4.3.6 - Data completeness and representativeness
This is administrative data which has been enriched with additional DBT data to improve the data quality of the data set such as Company ID matching. 皇冠体育appre are some issues with the underlying accuracy of some of the companies house data (e.g. some dormant companies, incorrect industrial classifications).
4.3.7 - Source data URL
4.3.8 - Data collection
We get the full raw administrative data as an API feed and is not changed from how it has been inputted onto HMRC and Companies House systems.
4.3.9 - Data cleaning
Not applicable
4.3.10 - Data sharing agreements
皇冠体育app HMRC and Companies House data sets are open data sets.
4.3.11 - Data access and storage
皇冠体育app outputs of find exporters are only available to DBT staff who have a login and credentials for this system that is managed and monitored.

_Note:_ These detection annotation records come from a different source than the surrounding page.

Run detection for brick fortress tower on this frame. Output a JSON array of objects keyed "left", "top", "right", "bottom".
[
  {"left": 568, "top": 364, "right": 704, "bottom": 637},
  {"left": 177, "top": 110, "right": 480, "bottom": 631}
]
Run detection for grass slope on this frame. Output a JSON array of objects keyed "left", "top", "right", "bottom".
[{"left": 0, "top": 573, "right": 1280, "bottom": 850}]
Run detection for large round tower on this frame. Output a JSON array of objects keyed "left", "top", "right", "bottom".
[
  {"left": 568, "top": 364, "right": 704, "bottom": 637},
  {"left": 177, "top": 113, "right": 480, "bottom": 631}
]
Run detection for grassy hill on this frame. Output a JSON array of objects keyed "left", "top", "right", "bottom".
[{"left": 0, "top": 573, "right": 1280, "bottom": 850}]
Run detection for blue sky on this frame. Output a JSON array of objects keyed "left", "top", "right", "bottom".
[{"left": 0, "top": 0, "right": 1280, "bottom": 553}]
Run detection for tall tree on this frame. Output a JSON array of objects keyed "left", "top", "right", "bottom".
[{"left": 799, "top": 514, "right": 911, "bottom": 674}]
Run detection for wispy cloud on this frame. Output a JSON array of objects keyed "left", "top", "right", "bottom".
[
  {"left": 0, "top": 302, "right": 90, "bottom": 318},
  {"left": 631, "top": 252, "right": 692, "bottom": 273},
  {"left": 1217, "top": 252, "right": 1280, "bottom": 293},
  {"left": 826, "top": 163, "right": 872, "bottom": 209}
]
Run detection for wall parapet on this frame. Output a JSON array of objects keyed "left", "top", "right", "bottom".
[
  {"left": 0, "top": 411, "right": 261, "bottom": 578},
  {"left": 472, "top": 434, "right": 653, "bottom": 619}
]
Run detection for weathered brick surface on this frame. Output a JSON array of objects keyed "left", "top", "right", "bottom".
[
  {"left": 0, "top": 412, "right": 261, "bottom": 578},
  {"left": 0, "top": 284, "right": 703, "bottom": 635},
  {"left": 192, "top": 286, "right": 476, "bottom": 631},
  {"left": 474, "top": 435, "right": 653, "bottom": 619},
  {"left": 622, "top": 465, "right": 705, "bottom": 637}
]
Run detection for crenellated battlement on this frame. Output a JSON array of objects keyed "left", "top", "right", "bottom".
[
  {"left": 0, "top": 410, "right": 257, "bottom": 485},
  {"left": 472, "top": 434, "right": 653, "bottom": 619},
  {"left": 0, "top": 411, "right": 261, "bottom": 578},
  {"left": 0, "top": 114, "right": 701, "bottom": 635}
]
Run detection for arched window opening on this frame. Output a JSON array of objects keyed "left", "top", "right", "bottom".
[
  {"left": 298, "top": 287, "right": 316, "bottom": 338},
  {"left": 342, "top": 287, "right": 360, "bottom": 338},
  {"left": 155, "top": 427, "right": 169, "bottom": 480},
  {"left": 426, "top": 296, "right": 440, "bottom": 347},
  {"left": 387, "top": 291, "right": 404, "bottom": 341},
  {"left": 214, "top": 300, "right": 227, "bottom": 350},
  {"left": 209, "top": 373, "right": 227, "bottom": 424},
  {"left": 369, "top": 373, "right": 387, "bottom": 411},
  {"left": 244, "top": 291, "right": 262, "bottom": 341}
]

Data is loaded via the DBT Data Workspace platform, which handles security controls.
Tier 2 - Risks, Mitigations and Impact Assessments
5.1 - Impact assessment
皇冠体育appre has been no need for a Data Protection Impact Assessment (DPIA) to be conducted as it only contains non-personal company data. 皇冠体育appre has been no external impact assessments of the model. Internal model evaluation using standard data science metrics used for model building have been undertaken in term of fairness.
5.2 - Risks and mitigations
皇冠体育app key risk here is that use of the tool could reinforce existing DBT operational bias towards certain types of companies if data are not objectively interpreted. However operational staff are not required to use Find Exporters, it is simply a tool they can use in order to identify potential leads. 皇冠体育app fact that operational staff are responsible for identifying companies and Find exporters is not mandatory will mitigate any risk of biasing the direction of operational work. 皇冠体育app tool team will continue to explore risk mitigations, particularly as some teams are keen to automate aspects of lead generation and casework.